Home
        _______               __                   _______
       |   |   |.---.-..----.|  |--..-----..----. |    |  |.-----..--.--.--..-----.
       |       ||  _  ||  __||    < |  -__||   _| |       ||  -__||  |  |  ||__ --|
       |___|___||___._||____||__|__||_____||__|   |__|____||_____||________||_____|
                                                             on Gopher (inofficial)
  HTML Visit Hacker News on the Web
       
       
       COMMENT PAGE FOR:
  HTML   Efficient high-resolution image synthesis with linear diffusion transformer
       
       
        cpldcpu wrote 5 hours 6 min ago:
        >We introduce a new Autoencoder (AE) that aggressively increases the
        scaling factor to 32. Compared with AE-F8, our AE-F32 outputs 16×
        fewer latent tokens,
        
        Basically they compress/decompress the images more, which means they
        need less computation during generation. But on the flip side this
        should mean less variability.
        
        Isn't this more of a design trade-off than an optimization?
       
          Lerc wrote 3 hours 42 min ago:
          It might not be compressing more (haven't yet looked at the paper). 
          You can have fewer but larger tokens for the same amount of data.
          
          It would decrease the workload by having fewer things to compare
          against balanced against workload per comparison.   For normal N²
          that makes sense but the page says.
          
          We introduce a new linear DiT, replacing vanilla quadratic attention
          and reducing complexity from O(N²) to O(N) Mix-FFN
          
          So not sure what's up there.
       
        henning wrote 8 hours 50 min ago:
        Trained on stolen copyrighted work? Or fairly licensed? Not that AI
        bros give a shit about the law or treating people fairly.
       
          zaptrem wrote 3 hours 35 min ago:
          Copyright means you own the right to reproduce a given work. It
          doesn't mean you own the ideas behind that work. If that were true,
          then all of modern music would instantly be a copyright violation.
       
            jrm4 wrote 1 hour 25 min ago:
            Did you see the results of the Marvin Gaye / Pharrell Williams
            case? Sadly, it's getting pretty close to that.
       
              zaptrem wrote 1 hour 22 min ago:
              Exactly what the labels want, since if that type of thing keeps
              going their way they will soon own not just every song like they
              currently do, but every future song forever.
       
          ClassyJacket wrote 5 hours 36 min ago:
          This argument is only fair if you also think human artists should be
          banned, from birth, from ever looking at any other art. After all
          that would be training on stolen copyrighted work.
       
          david-gpu wrote 7 hours 14 min ago:
          Do you believe that human artists should pay license fees for all the
          art that they have ever seen, studied or drawn inspiration from?

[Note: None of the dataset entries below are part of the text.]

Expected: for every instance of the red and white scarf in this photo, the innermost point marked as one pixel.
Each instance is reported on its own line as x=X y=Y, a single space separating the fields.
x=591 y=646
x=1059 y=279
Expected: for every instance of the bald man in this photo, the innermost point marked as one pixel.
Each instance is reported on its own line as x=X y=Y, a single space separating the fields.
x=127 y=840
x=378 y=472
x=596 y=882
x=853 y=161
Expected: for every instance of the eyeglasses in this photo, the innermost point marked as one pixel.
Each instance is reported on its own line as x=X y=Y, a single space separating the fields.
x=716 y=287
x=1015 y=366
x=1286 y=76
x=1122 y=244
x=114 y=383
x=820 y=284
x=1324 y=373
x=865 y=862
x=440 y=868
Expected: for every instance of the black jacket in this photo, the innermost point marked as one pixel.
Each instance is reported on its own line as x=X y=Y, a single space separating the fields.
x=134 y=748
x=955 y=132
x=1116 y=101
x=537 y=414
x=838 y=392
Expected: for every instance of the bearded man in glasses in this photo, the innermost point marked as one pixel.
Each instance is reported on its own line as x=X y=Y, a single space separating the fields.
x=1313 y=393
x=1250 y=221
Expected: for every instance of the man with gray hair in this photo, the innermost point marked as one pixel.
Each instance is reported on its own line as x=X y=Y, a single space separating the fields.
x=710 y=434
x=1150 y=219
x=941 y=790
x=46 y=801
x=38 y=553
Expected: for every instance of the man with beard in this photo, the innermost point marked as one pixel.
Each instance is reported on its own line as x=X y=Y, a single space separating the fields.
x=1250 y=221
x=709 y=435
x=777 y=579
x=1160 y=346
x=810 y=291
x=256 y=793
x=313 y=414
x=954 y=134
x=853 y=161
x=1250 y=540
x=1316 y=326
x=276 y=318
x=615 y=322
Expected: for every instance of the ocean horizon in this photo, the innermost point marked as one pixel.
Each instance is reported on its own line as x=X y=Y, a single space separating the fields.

          Whether graphic artists, writers or what have you.
       
            accrual wrote 2 hours 7 min ago:
            I'm still trying to figure out which side to be on. On one hand I
            agree with you - there would be little modern art if it wasn't for
            centuries of preceding inspiration.
            
            On the other hand, at least one suit was making headway as of
            2024-08-14, about 2 months ago [0]. It seems like there must be
            some merit to GPs claim if this is moving forward. But again, I'm
            still trying to figure out where to stand.
            
            [0]
            
  HTML      [1]: https://arstechnica.com/tech-policy/2024/08/artists-claim-...
       
            kadoban wrote 6 hours 55 min ago:
            Human artists get in copyright trouble if the spam out a copy of
            something they studied and sell it. The businesses using AI artists
            do not seem to.
       
              david-gpu wrote 5 hours 14 min ago:
              Artists who think that their copyright has been infringed upon
              are free to sue, just as they do when the alleged plagiarist is a
              human. I fail to see the difference.
       
              ClassyJacket wrote 5 hours 36 min ago:
              Image generation models don't do that either
       
        lpasselin wrote 9 hours 3 min ago:
        This comes from the same group as the EfficientViT model. A few months
        ago, their EfficientViT model was the only modern and small ViT style
        model I could find that had raw pytorch code available. No dependencies
        to the shitty framework and libraries that other ViT are using.
       
        cube2222 wrote 10 hours 7 min ago:
        This looks like quite a huge breakthrough, unless I'm missing
        something?
        
        ~25x faster performance than Flux-dev, while offering comparable
        quality in benchmarks. And visually the examples (surely cherry-picked,
        but still) look great!
        
        Especially since with GenAI the best way to get good results is to just
        generate a large amount of them and pick the best (imo). Performance
        like this will make that much easier/faster/cheaper.
        
        Code is unfortunately "(Coming soon)" for now. Can't wait to play with
        it!
       
          godelski wrote 4 hours 23 min ago:
          > surely cherry-picked
          
          As someone who works in generative vision, this is one of the most
          frustrating aspects (especially for those with less GPU resources).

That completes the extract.